Re: [RFC 0/8] Copy Offload with Peer-to-Peer PCI Memory

From: Benjamin Herrenschmidt
Date: Wed Apr 12 2017 - 02:24:27 EST


On Thu, 2017-03-30 at 16:12 -0600, Logan Gunthorpe wrote:
> Hello,
>
> As discussed at LSF/MM we'd like to present our work to enable
> copy offload support in NVMe fabrics RDMA targets. We'd appreciate
> some review and feedback from the community on our direction.
> This series is not intended to go upstream at this point.
>
> The concept here is to use memory that's exposed on a PCI BAR as
> data buffers in the NVME target code such that data can be transferred
> from an RDMA NIC to the special memory and then directly to an NVMe
> device avoiding system memory entirely. The upside of this is better
> QoS for applications running on the CPU utilizing memory and lower
> PCI bandwidth required to the CPU (such that systems could be designed
> with fewer lanes connected to the CPU). However, presently, the trade-off
> is currently a reduction in overall throughput. (Largely due to hardware
> issues that would certainly improve in the future).

Another issue of course is that not all systems support P2P
between host bridges :-) (Though almost all switches can enable it).

> Due to these trade-offs we've designed the system to only enable using
> the PCI memory in cases where the NIC, NVMe devices and memory are all
> behind the same PCI switch.

Ok. I suppose that's a reasonable starting point. Do I haven't looked
at the patches in detail yet but it would be nice if that policy was in
a well isolated component so it can potentially be affected by
arch/platform code.

Do you handle funky address translation too ? IE. the fact that the PCI
addresses aren't the same as the CPU physical addresses for a BAR ?
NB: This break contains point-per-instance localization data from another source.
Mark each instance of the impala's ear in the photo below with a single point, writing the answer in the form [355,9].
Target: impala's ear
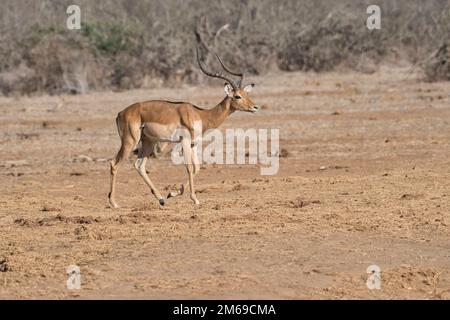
[228,90]
[248,88]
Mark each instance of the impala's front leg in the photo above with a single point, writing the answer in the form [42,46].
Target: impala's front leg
[192,166]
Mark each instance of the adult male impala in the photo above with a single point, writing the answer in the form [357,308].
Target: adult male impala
[154,123]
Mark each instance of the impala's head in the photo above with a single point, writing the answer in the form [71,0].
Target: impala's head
[236,91]
[240,99]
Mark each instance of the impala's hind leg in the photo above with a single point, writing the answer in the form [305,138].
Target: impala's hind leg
[130,138]
[145,152]
[195,168]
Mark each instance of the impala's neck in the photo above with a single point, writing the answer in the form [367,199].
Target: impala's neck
[215,116]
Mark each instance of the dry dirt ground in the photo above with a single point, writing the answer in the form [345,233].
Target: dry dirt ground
[366,180]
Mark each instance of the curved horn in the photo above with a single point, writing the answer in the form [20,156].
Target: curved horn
[239,74]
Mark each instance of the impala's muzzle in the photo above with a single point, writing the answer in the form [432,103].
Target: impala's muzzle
[254,109]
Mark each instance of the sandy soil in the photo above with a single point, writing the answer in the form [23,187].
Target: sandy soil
[381,197]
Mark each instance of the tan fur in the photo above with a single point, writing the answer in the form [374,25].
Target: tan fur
[152,123]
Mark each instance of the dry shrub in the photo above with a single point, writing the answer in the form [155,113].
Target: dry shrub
[127,44]
[437,68]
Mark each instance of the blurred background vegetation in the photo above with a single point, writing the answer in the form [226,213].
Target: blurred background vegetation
[125,44]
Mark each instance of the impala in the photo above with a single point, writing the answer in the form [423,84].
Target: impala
[153,125]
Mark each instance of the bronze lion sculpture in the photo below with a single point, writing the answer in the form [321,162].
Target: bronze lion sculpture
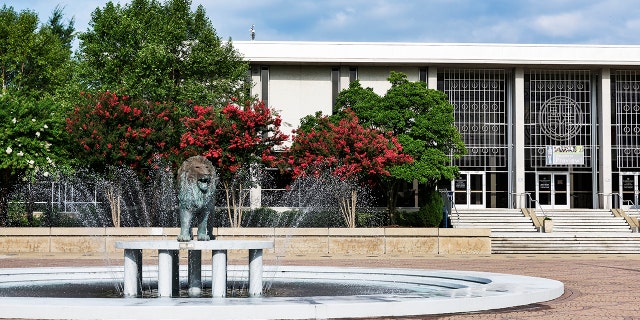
[196,196]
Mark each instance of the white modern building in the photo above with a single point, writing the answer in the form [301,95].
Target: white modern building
[557,124]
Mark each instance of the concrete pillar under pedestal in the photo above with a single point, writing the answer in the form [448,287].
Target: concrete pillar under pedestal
[132,272]
[195,273]
[255,272]
[168,276]
[219,277]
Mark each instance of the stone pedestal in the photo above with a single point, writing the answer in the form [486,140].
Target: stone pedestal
[168,265]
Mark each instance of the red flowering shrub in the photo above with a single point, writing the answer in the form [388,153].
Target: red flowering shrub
[116,130]
[350,151]
[233,138]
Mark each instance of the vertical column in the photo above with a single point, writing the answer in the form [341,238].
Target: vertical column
[195,273]
[168,281]
[604,131]
[132,272]
[518,137]
[255,272]
[219,277]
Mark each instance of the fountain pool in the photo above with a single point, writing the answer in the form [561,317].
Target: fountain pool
[389,292]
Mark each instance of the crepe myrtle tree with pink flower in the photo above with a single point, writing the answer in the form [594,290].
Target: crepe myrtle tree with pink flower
[238,140]
[352,153]
[108,131]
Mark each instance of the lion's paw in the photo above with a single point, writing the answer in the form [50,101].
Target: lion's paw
[184,238]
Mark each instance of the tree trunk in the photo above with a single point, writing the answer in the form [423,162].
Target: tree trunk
[348,208]
[4,205]
[392,201]
[114,196]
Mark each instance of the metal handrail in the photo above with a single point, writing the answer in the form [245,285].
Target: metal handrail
[453,207]
[531,200]
[629,202]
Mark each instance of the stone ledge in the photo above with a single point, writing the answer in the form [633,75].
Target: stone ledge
[288,241]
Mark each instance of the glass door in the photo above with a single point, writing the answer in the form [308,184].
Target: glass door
[628,186]
[469,190]
[552,190]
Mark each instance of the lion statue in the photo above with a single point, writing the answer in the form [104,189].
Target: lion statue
[196,196]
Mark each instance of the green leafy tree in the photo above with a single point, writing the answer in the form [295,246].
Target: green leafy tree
[35,59]
[35,62]
[31,143]
[160,52]
[422,119]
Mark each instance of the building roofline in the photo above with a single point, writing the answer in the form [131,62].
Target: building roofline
[288,52]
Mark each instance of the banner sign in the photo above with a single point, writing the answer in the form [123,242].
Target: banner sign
[565,155]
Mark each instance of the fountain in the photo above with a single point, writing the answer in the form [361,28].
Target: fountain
[312,292]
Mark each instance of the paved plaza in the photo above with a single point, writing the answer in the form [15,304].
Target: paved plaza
[596,286]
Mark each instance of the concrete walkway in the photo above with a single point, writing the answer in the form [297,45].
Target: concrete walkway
[596,286]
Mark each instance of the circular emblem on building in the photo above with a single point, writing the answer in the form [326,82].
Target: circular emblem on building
[560,118]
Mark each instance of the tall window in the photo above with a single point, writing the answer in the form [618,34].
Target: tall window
[422,75]
[626,119]
[353,74]
[335,86]
[479,101]
[558,113]
[264,79]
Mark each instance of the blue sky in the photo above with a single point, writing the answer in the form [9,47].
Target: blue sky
[451,21]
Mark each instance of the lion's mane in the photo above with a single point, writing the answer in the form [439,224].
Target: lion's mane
[190,196]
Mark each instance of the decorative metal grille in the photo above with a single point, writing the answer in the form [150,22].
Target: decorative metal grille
[626,120]
[558,113]
[479,101]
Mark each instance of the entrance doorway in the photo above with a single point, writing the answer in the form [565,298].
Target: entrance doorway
[552,190]
[469,190]
[628,186]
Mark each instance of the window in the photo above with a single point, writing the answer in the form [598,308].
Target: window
[335,86]
[353,74]
[264,79]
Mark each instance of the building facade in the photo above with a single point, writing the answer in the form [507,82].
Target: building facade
[551,126]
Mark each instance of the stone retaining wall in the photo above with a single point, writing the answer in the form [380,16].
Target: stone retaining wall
[289,242]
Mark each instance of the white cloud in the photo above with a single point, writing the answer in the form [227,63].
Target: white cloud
[561,25]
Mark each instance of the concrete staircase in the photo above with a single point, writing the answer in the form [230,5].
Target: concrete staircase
[577,231]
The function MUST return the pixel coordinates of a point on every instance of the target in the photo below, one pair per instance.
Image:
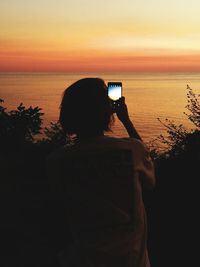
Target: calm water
(149, 96)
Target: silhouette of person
(101, 179)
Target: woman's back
(99, 178)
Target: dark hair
(86, 108)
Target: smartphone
(115, 90)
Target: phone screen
(115, 90)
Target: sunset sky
(94, 35)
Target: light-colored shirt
(102, 181)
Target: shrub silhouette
(178, 139)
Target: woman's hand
(122, 110)
(122, 114)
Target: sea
(150, 97)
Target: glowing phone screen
(114, 90)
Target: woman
(101, 180)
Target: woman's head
(85, 108)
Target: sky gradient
(93, 35)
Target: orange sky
(84, 35)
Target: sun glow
(94, 36)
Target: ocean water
(149, 96)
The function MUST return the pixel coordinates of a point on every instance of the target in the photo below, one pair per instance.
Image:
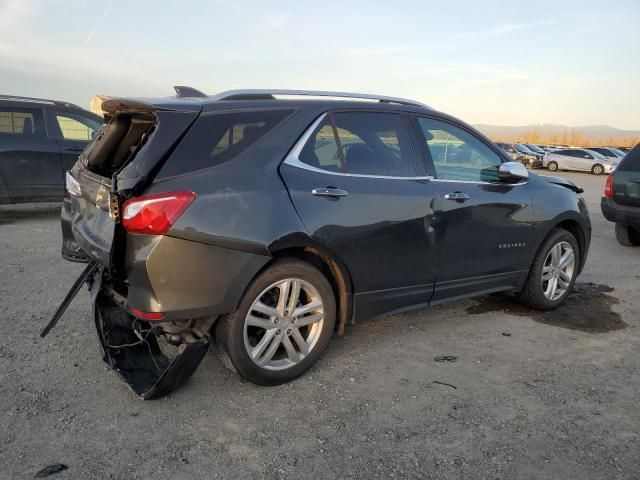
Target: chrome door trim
(294, 160)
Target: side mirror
(513, 172)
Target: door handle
(329, 192)
(457, 196)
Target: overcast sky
(510, 63)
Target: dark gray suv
(263, 222)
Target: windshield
(522, 149)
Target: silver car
(580, 160)
(613, 154)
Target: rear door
(482, 225)
(29, 160)
(361, 195)
(74, 131)
(128, 150)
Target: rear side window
(363, 143)
(77, 127)
(26, 122)
(218, 138)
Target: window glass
(457, 154)
(374, 144)
(218, 138)
(77, 127)
(321, 151)
(22, 121)
(370, 144)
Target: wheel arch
(575, 227)
(336, 272)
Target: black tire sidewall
(232, 334)
(556, 237)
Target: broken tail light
(608, 186)
(155, 214)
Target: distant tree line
(567, 137)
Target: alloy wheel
(557, 270)
(283, 324)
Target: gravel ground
(529, 396)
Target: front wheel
(553, 272)
(284, 322)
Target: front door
(29, 159)
(354, 182)
(482, 224)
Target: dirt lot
(529, 396)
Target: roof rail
(183, 91)
(268, 94)
(17, 98)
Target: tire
(533, 293)
(237, 334)
(627, 236)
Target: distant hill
(551, 133)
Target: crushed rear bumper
(617, 213)
(130, 347)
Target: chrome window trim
(293, 158)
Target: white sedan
(580, 160)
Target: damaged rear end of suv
(112, 222)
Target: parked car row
(597, 160)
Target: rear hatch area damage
(152, 357)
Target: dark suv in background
(522, 154)
(39, 140)
(263, 222)
(621, 200)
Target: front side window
(25, 122)
(77, 127)
(457, 154)
(363, 143)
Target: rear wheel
(283, 324)
(627, 236)
(553, 272)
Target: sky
(495, 62)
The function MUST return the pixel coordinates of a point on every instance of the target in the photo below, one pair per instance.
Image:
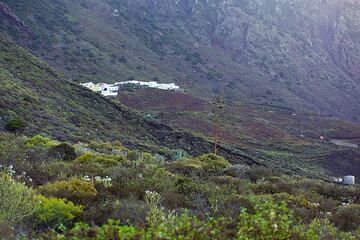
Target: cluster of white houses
(112, 90)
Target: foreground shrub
(63, 151)
(51, 212)
(347, 218)
(40, 141)
(75, 190)
(16, 200)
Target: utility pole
(218, 112)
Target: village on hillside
(112, 90)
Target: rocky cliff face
(302, 54)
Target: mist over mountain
(300, 54)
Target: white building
(112, 89)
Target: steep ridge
(298, 54)
(54, 105)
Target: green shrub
(16, 200)
(15, 125)
(213, 162)
(75, 190)
(40, 141)
(63, 151)
(51, 212)
(320, 229)
(101, 159)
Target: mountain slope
(272, 52)
(53, 105)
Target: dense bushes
(16, 125)
(51, 212)
(75, 190)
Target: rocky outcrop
(7, 15)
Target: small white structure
(115, 13)
(349, 180)
(112, 90)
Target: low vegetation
(107, 191)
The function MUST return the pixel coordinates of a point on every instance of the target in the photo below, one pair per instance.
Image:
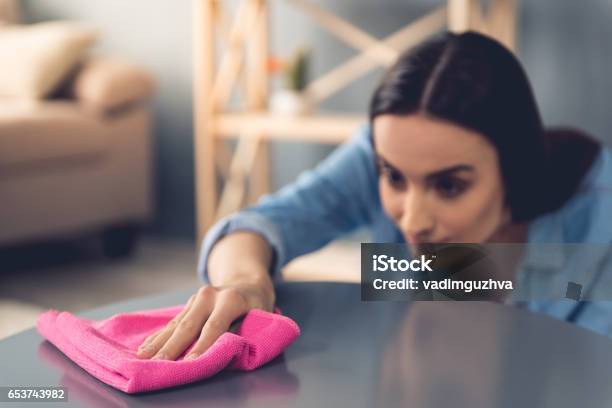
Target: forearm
(242, 258)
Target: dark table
(358, 354)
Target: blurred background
(102, 150)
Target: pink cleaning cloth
(107, 348)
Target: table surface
(364, 354)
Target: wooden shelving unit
(231, 55)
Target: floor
(74, 276)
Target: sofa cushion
(104, 84)
(36, 58)
(9, 12)
(38, 132)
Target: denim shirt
(340, 195)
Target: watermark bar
(33, 394)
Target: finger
(229, 307)
(154, 342)
(189, 327)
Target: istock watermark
(441, 272)
(490, 271)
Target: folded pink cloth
(107, 348)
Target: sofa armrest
(105, 85)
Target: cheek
(390, 199)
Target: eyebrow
(439, 173)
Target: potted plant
(291, 99)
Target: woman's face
(438, 182)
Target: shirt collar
(545, 249)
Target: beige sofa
(80, 162)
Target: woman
(455, 151)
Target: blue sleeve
(333, 199)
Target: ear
(506, 215)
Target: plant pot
(289, 102)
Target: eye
(393, 177)
(450, 187)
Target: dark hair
(472, 80)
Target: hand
(208, 314)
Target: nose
(416, 221)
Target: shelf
(321, 128)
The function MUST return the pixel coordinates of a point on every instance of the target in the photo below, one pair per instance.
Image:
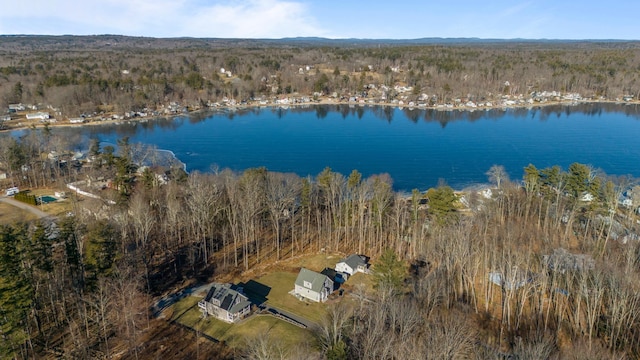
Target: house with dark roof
(353, 264)
(225, 303)
(313, 286)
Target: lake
(417, 147)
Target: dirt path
(35, 211)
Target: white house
(313, 286)
(353, 264)
(225, 303)
(38, 116)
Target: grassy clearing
(56, 208)
(186, 312)
(316, 262)
(10, 214)
(281, 283)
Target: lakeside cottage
(313, 286)
(353, 264)
(225, 303)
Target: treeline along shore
(76, 79)
(544, 267)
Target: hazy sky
(400, 19)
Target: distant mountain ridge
(58, 42)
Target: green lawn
(281, 283)
(186, 312)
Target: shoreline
(23, 123)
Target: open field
(10, 214)
(56, 208)
(187, 313)
(280, 284)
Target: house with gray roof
(353, 264)
(225, 303)
(312, 285)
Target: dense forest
(540, 267)
(84, 285)
(87, 75)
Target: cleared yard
(281, 283)
(10, 214)
(186, 312)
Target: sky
(336, 19)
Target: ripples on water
(416, 147)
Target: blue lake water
(416, 147)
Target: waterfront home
(225, 303)
(38, 116)
(313, 286)
(353, 264)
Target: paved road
(11, 201)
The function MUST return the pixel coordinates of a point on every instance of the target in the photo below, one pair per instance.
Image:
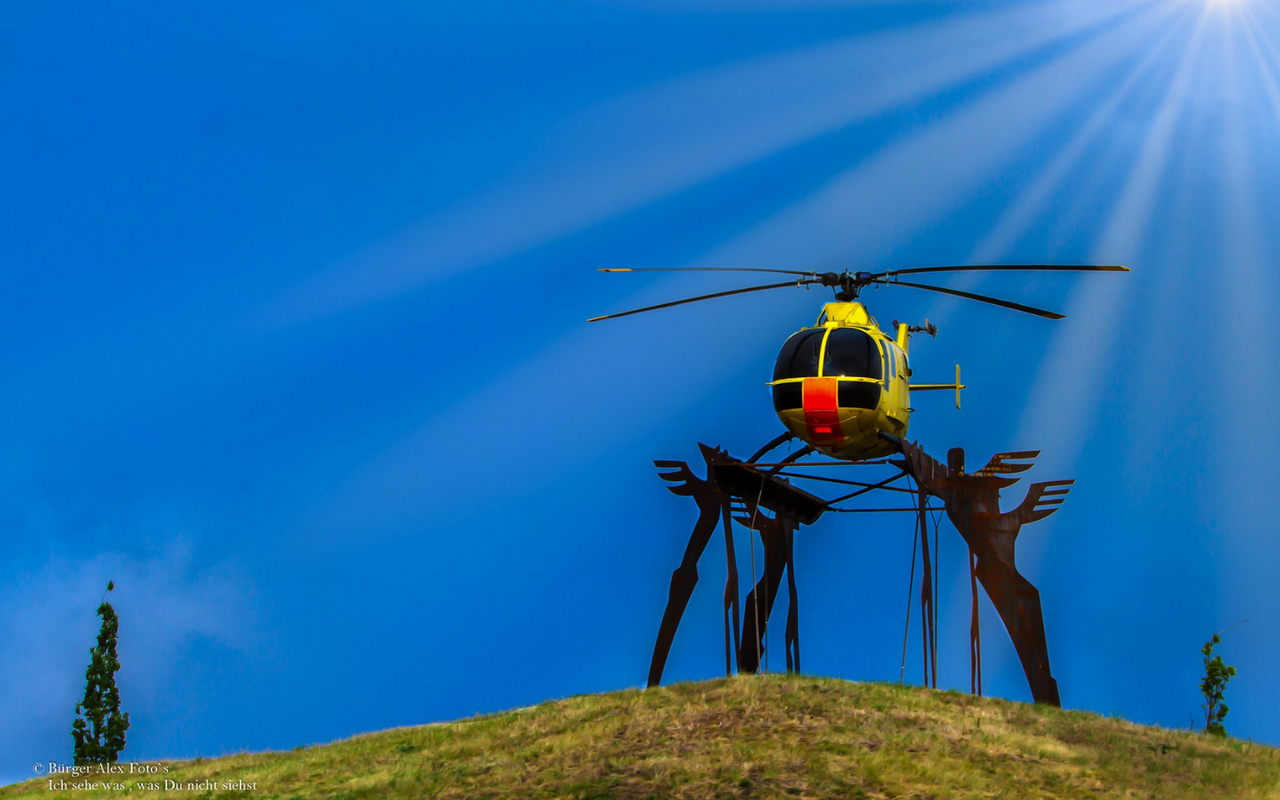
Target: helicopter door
(799, 359)
(854, 353)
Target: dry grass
(768, 736)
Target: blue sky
(295, 350)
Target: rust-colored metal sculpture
(749, 492)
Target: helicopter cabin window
(799, 356)
(851, 353)
(799, 359)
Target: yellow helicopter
(844, 383)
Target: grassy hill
(768, 736)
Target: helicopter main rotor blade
(693, 300)
(996, 268)
(983, 298)
(705, 269)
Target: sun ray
(864, 214)
(650, 144)
(1063, 398)
(1029, 202)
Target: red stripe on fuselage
(821, 417)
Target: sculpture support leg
(1018, 603)
(792, 635)
(759, 600)
(730, 589)
(927, 620)
(682, 583)
(974, 634)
> This will mean many setups that could likely
> work well will not be supported so that we can be more confident it
> will work and not place any responsibility on the user to understand
> their topology. (We've chosen to go this route based on feedback we
> received at LSF).
>
> In order to enable this functionality we introduce a new p2pmem device
> which can be instantiated by PCI drivers. The device will register some
> PCI memory as ZONE_DEVICE and provide an genalloc based allocator for
> users of these devices to get buffers.

I don't completely understand this. This is actual memory on the PCI
bus ? Where does it come from ? Or are you just trying to create struct
pages that cover your PCIe DMA target ?

> We give an example of enabling
> p2p memory with the cxgb4 driver, however currently these devices have
> some hardware issues that prevent their use so we will likely be
> dropping this patch in the future. Ideally, we'd want to enable this
> functionality with NVME CMB buffers, however we don't have any hardware
> with this feature at this time.

So correct me if I'm wrong, you are trying to create struct page's that
map a PCIe BAR right ? I'm trying to understand how that interacts with
what Jerome is doing for HMM.

The reason is that the HMM currently creates the struct pages with
"fake" PFNs pointing to a hole in the address space rather than
covering the actual PCIe memory of the GPU. He does that to deal with
the fact that some GPUs have a smaller aperture on PCIe than their
total memory.

However, I have asked him to only apply that policy if the aperture is
indeed smaller, and if not, create struct pages that directly cover the
PCIe BAR of the GPU instead, which will work better on systems or
architecture that don't have a "pinhole" window limitation.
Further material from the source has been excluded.